Environment Variables
| Variable | Purpose | Default |
|---|
| INLINECODE4 | Email for polite API access | INLINECODE5 |
| INLINECODE6 |
Fallback if USER_EMAIL not set | — |
|
SEMANTIC_SCHOLAR_API_KEY | Optional S2 API key for higher rate limits | — |
|
OPENALEX_API_KEY | Optional OpenAlex API key | — |
Workflows
1. Broad Search (All Bases)
Get a comprehensive overview from all major academic databases. Results are automatically deduplicated by DOI.
CODEBLOCK0
2. Targeted Search
- - OpenAlex (
oa): Fast and comprehensive, good abstracts. - Semantic Scholar (
s2): High-quality citation data and TL;DRs. - Crossref (
cr): Precise DOI-based metadata (no abstracts). - PubMed (
pm): Gold standard for biomedical research, full abstracts and PMIDs.
CODEBLOCK1
3. Comparing Sources
Search both S2 and OA simultaneously to ensure nothing is missed. Deduplicated by default.
CODEBLOCK2
4. Getting Full Details (S2)
Retrieve detailed metadata including TL;DR summaries.
CODEBLOCK3
5. Writing the Review
- 1. Extract: Pull key findings from the abstracts found.
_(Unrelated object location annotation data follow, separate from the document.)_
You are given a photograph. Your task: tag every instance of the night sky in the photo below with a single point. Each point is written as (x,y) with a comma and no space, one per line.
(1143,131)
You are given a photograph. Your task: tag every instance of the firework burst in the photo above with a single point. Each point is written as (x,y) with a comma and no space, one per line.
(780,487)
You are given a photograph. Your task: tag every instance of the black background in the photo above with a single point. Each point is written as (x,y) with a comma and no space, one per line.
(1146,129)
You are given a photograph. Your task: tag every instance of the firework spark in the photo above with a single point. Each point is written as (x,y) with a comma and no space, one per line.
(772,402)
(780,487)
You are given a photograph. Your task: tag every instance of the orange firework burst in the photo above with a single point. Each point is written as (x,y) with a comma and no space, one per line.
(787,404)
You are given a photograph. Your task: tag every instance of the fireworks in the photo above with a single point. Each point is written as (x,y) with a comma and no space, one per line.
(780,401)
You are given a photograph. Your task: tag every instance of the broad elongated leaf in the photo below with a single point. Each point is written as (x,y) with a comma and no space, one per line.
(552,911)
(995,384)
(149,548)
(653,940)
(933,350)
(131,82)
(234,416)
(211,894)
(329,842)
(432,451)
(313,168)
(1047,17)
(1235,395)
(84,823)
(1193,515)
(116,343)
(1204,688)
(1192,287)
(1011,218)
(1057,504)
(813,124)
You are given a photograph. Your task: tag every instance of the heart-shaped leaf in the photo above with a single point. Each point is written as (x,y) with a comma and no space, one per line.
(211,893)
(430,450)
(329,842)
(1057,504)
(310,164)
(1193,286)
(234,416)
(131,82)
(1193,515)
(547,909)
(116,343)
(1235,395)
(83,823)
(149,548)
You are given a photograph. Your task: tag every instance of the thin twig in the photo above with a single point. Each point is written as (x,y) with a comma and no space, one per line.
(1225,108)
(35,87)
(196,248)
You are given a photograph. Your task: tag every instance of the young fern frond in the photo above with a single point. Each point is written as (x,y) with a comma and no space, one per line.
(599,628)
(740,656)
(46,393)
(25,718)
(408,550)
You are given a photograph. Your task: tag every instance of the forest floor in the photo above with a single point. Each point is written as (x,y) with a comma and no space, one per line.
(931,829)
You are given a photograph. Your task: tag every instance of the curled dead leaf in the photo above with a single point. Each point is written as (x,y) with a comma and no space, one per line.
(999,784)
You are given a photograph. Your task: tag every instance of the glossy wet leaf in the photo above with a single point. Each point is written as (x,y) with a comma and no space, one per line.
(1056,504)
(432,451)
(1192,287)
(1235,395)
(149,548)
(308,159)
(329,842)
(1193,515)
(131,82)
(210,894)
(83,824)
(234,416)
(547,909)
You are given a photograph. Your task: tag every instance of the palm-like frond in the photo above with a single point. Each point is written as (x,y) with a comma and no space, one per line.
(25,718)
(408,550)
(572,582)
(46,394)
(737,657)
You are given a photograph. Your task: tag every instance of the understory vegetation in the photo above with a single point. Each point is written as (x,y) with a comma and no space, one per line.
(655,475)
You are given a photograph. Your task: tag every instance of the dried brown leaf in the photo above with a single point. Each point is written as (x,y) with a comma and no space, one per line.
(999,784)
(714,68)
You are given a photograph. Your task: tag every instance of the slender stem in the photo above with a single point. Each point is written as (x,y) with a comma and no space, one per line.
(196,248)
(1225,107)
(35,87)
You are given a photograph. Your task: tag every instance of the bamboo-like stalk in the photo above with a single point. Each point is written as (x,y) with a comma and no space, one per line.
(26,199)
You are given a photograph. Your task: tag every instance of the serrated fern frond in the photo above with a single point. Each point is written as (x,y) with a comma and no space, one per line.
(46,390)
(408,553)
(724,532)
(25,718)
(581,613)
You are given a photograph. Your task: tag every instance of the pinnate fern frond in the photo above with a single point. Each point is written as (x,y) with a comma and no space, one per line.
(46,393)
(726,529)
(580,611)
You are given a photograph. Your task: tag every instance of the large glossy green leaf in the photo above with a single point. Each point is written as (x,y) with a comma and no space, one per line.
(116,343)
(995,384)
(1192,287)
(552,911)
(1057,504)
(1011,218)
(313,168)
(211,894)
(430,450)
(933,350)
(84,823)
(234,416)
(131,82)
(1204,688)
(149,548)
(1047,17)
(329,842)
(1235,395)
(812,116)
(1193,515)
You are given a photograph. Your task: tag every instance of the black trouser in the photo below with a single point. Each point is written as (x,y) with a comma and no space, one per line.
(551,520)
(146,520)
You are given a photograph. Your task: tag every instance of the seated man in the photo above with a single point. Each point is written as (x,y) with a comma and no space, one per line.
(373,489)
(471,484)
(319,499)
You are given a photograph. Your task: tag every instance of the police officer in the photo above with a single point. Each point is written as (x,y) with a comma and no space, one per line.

- Organize: Group findings into a logical structure (e.g., chronological or thematic).
- Draft: Use the "Think step-by-step" approach to synthesize multiple sources into a coherent narrative.
Output Format
Each result includes:
- -
id: Source-specific identifier (PMID for PubMed, OpenAlex ID, S2 paper ID, DOI for Crossref) - INLINECODE14 : DOI when available (used for deduplication)
- INLINECODE15 : Paper title
- INLINECODE16 : Publication year
- INLINECODE17 : List of author names
- INLINECODE18 : Full abstract text (when available)
- INLINECODE19 : Journal or conference name
- INLINECODE20 : Citation count (S2, OA)
- INLINECODE21 : Which database the result came from
Tips for Success
- - Citations: Always cross-reference the DOI or PMID for accuracy in bibliography.
- Filtering: Focus on papers with higher
citationCount or recent years for a more modern review. - PubMed for Medicine: Use
--source pm for the most reliable biomedical literature. - Deduplication: Multi-source searches automatically remove duplicates; use single sources if you need raw counts.
文献综述
利用多引擎搜索集成(S2、OA、CR、PM)帮助撰写学术文献综述。
功能
- - 多源搜索:使用Semantic Scholar(S2)、OpenAlex(OA)、Crossref(CR)和PubMed(PM)查找相关学术论文。
- 完整摘要:所有来源现在均返回完整摘要(PubMed使用efetch获取完整XML记录)。
- DOI提取:从所有来源提取DOI,用于交叉引用和去重。
- 自动去重:搜索多个来源(--source all或--source both)时,结果按DOI自动去重。
- 礼貌访问:通过USER_EMAIL环境变量自动识别OpenAlex/Crossref礼貌池的邮箱。
- 摘要重构:从OpenAlex倒排索引格式重构摘要。
- 综合整理:按主题对论文进行分组,并根据元数据起草综述章节。
环境变量
| 变量 | 用途 | 默认值 |
|---|
| USEREMAIL | 用于礼貌API访问的邮箱 | anonymous@example.org |
| CLAWDBOTEMAIL |
若USER_EMAIL未设置时的备用邮箱 | — |
| SEMANTIC
SCHOLARAPI_KEY | 可选S2 API密钥,用于更高速率限制 | — |
| OPENALEX
APIKEY | 可选OpenAlex API密钥 | — |
工作流程
1. 广泛搜索(所有数据库)
从所有主要学术数据库获取全面概览。结果按DOI自动去重。
bash
python3 scripts/lit_search.py search impact of glycyrrhiza on bifidobacterium --limit 5 --source all
2. 定向搜索
- - OpenAlex(oa):快速全面,摘要质量好。
- Semantic Scholar(s2):高质量的引文数据和TL;DR摘要。
- Crossref(cr):基于DOI的精确元数据(无摘要)。
- PubMed(pm):生物医学研究的黄金标准,包含完整摘要和PMID。
bash
python3 scripts/lit_search.py search prebiotic effects of liquorice --source pm
3. 比较来源
同时搜索S2和OA,确保不遗漏任何内容。默认去重。
bash
python3 scripts/lit_search.py search Bifidobacterium infantis growth --source both
4. 获取详细信息(S2)
检索包含TL;DR摘要的详细元数据。
bash
python3 scripts/lit_search.py details DOI:10.1016/j.foodchem.2023.136000
5. 撰写综述
- 1. 提取:从找到的摘要中提取关键发现。
- 组织:将发现按逻辑结构分组(例如,按时间顺序或主题)。
- 起草:使用逐步思考方法将多个来源综合成连贯的叙述。
输出格式
每个结果包括:
- - id:来源特定标识符(PubMed的PMID、OpenAlex ID、S2论文ID、Crossref的DOI)
- doi:可用的DOI(用于去重)
- title:论文标题
- year:发表年份
- authors:作者姓名列表
- abstract:完整摘要文本(如有)
- venue:期刊或会议名称
- citationCount:引用次数(S2、OA)
- source:结果来源数据库
成功技巧
- - 引用:始终交叉引用DOI或PMID,确保参考文献准确性。
- 筛选:关注引用次数较高或近年发表的论文,以获得更现代的综述。
- 医学使用PubMed:使用--source pm获取最可靠的生物医学文献。
- 去重:多源搜索自动去除重复项;如需原始计数,请使用单一来源。